Wordpress has launched their own collaboration tool in a space similar to Slack, or Teams called P2 and is the tool that Wordpress‘s owner Automattic uses internally to manage their workforce.

The pandemic is changing the world in large ways and small ways. Part of the change is that some jobs that were not considered as remote work have had to become remote job quickly and office culture has had to adapt. Rather than being able to walk down to someone’s office you now need to find another way to communicate. A phone call is a possibility though you never know what the recipient is doing or what you’re interrupting when you call. A video services like Zoom is an option and their usage has skyrocketed though that still requires colleagues to be synchronously working.

Asynchronous communication methods are more important than ever as people’s work and home spheres have collide.
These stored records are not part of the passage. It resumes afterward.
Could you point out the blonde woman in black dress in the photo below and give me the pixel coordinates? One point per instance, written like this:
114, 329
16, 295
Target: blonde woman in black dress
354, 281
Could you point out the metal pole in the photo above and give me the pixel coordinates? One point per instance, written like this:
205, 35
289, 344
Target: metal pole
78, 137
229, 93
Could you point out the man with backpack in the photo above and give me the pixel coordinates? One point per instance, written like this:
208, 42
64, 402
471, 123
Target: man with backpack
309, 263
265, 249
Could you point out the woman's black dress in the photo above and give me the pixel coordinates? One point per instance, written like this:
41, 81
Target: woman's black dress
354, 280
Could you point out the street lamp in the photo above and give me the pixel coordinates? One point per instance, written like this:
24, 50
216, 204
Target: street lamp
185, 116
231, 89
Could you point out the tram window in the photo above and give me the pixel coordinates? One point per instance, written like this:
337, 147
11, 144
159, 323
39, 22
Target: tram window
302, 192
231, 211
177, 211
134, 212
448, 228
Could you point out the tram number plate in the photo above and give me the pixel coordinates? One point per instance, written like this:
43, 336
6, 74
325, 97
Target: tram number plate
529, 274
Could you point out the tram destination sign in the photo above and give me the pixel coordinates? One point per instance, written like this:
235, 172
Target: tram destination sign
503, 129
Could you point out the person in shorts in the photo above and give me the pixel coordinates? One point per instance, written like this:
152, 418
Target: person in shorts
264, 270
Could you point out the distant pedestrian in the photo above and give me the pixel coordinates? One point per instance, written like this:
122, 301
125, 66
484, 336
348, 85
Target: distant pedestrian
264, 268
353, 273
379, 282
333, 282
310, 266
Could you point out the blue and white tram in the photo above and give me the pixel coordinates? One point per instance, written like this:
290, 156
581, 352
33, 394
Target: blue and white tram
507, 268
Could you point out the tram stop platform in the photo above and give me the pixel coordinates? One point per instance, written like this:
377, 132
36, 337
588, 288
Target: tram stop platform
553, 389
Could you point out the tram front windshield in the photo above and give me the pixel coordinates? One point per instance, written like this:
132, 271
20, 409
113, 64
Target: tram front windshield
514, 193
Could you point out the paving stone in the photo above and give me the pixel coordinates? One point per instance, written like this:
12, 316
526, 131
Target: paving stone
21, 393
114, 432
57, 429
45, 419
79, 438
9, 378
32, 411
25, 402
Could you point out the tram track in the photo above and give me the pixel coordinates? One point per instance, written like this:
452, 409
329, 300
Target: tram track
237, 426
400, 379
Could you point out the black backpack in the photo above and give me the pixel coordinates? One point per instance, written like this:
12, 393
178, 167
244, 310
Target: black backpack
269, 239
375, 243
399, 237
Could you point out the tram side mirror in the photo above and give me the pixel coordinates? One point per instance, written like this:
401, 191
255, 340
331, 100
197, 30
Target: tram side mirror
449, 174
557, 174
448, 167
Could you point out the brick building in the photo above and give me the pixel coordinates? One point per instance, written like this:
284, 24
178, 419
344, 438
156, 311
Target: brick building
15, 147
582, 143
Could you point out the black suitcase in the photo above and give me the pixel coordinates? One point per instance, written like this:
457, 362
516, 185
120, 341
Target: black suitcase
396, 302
Email and text messaging are standbys though it is no surprise that collaboration apps like Microsoft Teams and Slack have grown in popularity due to having to juggle home and work around your meetings

I’ve used both tools in my POW though teams more regularly and I have personally come to enjoy Microsoft Teams more as it integrates with the Office365, which is our primary productivity suite. (Though both Microsoft Teams and Slack have integrations that allow them to integrate with other apps). The Teams interface allows users to directly their Outlook calendar and Onenote database. My only complaint had been the video quality on the app when I first started using it more regularly in March 2020 though those issues seem to have been resolved.

P2 looks a little different in that it’s not a direct chat app per this article on Techcrunch

P2 isn’t a Slack competitor. You can’t use it for real-time chat. But P2 can be used to share important announcements — the kind of announcements that you can find on an intranet portal.

I think the most interesting part is that Automattic is a fully distributed team. Everyone is remote so this tool would have been built up in a remote environment and so I am curious how that culture has been baked into the tool from a design perspective.